Sam Sifton describe our favorite dish in his article The Adobo Experiment. He also writes,
There is great fun to be had in asking Filipinos how to make adobo, particularly when they are in groups. Filipino cooking is an evolutionary masterpiece, a cuisine that includes Chinese, Spanish, American and indigenous island influences, all rolled into one. But where for one Filipino the most important aspect of the dish is Spanish, for another it is Chinese, or both, or neither. (The journalist and food historian Raymond Sokolov has made the point that the ingredients for adobo were present in the Philippines before Magellan — only the name, which comes from a Spanish word for sauce, came later. “Lexical imperialism,” he called this process.)
Funny he added, husbands argue with wives about adobo. Friends shoot each other dirty looks... over disputes on how to cook adobo. In some families this may be true, but for me I just try to learn how other people cook their adobo and try to copy it myself in my attempt to create a signature adobo recipe that will leave a lasting impression to anyone who tastes it. For Pinoy's, I think one of the best compliment to receive is that you cook a very good adobo. I haven't reached that goal yet.

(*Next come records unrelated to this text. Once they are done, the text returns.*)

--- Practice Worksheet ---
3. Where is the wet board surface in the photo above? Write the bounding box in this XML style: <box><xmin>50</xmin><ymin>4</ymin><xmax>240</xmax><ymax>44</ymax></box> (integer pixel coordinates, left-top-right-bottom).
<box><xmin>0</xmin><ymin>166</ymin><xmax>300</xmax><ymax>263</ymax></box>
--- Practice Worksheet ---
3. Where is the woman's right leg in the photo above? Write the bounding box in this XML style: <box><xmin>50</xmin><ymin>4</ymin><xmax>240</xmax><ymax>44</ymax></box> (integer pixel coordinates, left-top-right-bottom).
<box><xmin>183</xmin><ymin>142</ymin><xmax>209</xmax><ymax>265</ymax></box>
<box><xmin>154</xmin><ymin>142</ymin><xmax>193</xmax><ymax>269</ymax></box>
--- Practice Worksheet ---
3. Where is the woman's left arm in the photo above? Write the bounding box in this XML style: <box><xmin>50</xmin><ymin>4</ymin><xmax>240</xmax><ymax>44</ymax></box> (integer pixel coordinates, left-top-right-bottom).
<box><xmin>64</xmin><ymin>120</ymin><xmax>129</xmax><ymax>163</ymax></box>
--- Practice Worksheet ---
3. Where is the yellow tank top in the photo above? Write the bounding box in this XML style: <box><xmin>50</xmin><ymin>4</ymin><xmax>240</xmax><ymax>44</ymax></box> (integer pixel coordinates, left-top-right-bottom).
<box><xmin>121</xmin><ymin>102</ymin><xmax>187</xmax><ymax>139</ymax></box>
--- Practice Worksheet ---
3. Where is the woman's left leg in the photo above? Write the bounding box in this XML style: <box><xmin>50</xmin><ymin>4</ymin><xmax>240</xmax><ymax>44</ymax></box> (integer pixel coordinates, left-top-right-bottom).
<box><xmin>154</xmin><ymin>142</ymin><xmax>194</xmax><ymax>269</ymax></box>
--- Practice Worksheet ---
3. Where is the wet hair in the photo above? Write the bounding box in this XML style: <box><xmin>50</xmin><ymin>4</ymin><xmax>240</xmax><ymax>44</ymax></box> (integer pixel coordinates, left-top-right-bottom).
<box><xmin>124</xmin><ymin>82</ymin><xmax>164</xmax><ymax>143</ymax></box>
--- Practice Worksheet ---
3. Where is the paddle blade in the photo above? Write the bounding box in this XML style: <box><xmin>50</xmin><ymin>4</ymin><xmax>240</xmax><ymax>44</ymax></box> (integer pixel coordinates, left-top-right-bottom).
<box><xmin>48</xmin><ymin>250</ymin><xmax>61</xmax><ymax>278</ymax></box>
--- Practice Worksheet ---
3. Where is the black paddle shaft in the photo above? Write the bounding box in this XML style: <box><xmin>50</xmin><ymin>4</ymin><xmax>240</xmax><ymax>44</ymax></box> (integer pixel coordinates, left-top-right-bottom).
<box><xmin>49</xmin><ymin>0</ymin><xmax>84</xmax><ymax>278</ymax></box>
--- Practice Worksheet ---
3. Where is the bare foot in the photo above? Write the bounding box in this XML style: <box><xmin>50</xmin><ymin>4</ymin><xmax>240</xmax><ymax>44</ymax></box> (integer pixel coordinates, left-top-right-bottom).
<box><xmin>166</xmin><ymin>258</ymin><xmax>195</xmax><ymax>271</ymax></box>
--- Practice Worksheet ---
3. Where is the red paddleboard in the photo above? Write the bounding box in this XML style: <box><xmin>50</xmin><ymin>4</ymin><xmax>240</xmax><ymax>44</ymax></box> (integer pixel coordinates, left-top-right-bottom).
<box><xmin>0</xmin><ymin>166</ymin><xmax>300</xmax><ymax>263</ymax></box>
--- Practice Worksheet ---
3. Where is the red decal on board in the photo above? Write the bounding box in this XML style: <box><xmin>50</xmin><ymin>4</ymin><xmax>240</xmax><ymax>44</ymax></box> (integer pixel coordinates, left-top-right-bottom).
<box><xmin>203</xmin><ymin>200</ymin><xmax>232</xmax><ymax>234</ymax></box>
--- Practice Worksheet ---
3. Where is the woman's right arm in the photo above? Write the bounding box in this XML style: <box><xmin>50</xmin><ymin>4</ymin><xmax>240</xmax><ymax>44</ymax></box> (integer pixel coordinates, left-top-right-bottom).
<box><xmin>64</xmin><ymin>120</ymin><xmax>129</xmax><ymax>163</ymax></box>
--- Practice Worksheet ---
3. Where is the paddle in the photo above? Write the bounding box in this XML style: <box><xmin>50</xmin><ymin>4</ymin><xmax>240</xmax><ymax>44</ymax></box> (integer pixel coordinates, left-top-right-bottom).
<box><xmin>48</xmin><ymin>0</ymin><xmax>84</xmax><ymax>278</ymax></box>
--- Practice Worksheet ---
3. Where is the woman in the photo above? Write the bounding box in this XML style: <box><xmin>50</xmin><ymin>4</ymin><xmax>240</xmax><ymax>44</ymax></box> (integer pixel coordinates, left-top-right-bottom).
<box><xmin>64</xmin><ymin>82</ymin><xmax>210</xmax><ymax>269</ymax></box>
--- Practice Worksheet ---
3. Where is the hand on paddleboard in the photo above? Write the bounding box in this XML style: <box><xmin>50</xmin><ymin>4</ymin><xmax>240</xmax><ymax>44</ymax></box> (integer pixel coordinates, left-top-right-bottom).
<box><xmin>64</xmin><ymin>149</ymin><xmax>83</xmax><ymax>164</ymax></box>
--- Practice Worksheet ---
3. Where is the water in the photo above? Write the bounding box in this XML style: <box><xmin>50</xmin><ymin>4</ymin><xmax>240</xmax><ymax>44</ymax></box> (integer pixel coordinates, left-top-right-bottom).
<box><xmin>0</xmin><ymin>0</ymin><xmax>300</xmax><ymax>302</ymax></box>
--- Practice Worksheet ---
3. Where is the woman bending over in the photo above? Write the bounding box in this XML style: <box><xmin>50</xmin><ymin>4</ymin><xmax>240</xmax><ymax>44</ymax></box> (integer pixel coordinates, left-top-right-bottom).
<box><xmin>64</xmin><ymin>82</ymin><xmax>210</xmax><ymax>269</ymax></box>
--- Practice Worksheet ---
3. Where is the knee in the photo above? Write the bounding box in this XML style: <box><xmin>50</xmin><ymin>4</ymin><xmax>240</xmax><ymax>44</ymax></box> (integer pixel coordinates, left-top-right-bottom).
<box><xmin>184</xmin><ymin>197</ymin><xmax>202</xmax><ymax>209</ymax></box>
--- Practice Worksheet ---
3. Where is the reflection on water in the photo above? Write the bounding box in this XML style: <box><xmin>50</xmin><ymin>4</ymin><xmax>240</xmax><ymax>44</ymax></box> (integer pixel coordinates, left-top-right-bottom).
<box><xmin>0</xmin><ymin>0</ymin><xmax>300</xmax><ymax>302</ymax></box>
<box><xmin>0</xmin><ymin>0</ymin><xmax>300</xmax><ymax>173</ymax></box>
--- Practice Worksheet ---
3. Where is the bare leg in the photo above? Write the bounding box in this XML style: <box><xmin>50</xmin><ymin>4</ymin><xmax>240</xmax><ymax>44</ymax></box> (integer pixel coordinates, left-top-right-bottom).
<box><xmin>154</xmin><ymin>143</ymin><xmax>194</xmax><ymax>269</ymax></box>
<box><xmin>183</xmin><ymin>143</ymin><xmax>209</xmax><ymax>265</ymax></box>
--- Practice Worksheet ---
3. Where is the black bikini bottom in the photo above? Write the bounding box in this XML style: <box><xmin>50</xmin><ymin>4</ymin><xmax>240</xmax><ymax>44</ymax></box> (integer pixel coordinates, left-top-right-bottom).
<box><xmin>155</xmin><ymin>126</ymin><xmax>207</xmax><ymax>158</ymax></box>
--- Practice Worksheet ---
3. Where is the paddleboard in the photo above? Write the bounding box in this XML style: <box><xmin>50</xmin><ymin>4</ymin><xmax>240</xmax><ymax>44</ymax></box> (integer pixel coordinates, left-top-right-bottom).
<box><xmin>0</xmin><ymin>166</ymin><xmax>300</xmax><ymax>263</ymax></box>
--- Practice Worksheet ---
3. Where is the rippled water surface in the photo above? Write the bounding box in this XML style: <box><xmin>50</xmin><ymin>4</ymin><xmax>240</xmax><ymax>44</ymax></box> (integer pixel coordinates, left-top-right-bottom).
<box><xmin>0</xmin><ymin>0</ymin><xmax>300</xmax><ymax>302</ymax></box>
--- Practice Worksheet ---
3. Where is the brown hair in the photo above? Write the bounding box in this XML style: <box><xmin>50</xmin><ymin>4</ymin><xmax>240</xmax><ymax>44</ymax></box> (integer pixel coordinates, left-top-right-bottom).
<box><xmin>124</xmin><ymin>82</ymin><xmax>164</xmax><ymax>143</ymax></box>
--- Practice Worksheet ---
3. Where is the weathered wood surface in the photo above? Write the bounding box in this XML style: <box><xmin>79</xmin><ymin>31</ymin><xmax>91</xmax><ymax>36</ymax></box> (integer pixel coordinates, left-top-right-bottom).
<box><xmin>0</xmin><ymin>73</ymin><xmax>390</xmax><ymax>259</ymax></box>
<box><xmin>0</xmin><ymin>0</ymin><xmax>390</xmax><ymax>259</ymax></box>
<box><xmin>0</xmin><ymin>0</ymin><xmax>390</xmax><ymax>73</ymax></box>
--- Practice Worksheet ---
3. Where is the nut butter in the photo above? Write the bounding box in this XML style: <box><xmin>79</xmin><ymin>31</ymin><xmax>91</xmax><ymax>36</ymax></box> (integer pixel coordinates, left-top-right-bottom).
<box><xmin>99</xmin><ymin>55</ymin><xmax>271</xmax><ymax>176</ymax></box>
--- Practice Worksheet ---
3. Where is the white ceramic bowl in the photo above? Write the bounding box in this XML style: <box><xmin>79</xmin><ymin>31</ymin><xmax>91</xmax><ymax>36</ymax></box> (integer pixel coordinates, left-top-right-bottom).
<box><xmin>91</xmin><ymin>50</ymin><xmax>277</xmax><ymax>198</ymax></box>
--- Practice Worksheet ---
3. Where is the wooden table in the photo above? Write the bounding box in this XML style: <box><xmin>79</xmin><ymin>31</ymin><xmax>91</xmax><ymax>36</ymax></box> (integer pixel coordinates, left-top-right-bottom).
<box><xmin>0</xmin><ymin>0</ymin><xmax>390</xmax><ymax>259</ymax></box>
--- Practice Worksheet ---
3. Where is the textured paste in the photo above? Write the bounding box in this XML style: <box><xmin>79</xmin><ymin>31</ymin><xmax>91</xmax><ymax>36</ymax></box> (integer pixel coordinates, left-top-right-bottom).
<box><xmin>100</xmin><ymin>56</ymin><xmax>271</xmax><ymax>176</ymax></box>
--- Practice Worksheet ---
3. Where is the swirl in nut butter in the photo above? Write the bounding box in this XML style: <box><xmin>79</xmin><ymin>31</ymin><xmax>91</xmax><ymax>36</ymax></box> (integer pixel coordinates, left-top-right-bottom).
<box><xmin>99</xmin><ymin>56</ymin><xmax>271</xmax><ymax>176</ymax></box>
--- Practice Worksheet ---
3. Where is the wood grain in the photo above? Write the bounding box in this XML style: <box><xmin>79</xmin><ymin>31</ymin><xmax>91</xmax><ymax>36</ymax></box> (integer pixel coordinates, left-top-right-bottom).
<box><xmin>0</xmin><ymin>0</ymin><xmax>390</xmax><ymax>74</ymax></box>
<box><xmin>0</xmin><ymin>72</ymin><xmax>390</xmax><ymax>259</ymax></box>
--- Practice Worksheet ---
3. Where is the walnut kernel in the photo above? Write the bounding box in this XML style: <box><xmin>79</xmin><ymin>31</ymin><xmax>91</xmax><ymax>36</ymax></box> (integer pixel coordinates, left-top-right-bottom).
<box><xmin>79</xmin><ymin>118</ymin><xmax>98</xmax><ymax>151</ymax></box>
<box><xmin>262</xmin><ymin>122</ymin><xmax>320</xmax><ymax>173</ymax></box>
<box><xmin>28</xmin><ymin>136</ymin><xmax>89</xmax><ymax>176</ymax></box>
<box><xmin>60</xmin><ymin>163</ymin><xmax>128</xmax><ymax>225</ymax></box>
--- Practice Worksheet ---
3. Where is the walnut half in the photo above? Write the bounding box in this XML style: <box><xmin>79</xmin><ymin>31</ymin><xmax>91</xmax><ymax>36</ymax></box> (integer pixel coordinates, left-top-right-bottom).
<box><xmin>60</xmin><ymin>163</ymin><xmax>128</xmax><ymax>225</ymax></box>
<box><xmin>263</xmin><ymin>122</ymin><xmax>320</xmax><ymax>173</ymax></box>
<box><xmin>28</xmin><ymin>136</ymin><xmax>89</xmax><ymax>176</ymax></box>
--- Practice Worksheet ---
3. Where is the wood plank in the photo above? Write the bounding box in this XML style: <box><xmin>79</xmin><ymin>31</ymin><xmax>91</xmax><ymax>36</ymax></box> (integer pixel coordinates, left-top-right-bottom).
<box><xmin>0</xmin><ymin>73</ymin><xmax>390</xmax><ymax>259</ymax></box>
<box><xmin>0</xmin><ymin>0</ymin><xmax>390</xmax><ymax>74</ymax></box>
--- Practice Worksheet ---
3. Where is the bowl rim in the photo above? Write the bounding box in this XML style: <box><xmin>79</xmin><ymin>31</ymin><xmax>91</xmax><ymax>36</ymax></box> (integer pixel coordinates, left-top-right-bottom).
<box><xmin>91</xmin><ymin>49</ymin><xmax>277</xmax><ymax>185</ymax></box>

I prefer the soy-sauce based dish especially prepared with lots of crushed garlic and pork - like what my brother always prepare. And, there's the Tagalog or Taal's Adobo sa Dilaw that uses luyang dilaw or Yellow Tumeric. The dish always gives me good memories of my family and my younger days every time I prepare it. Adobo is always best served with steamy white rice and adobo tastes better if it's a day old or has been in and out of the refrigerator. Indeed, this is adobo. Every man is an island.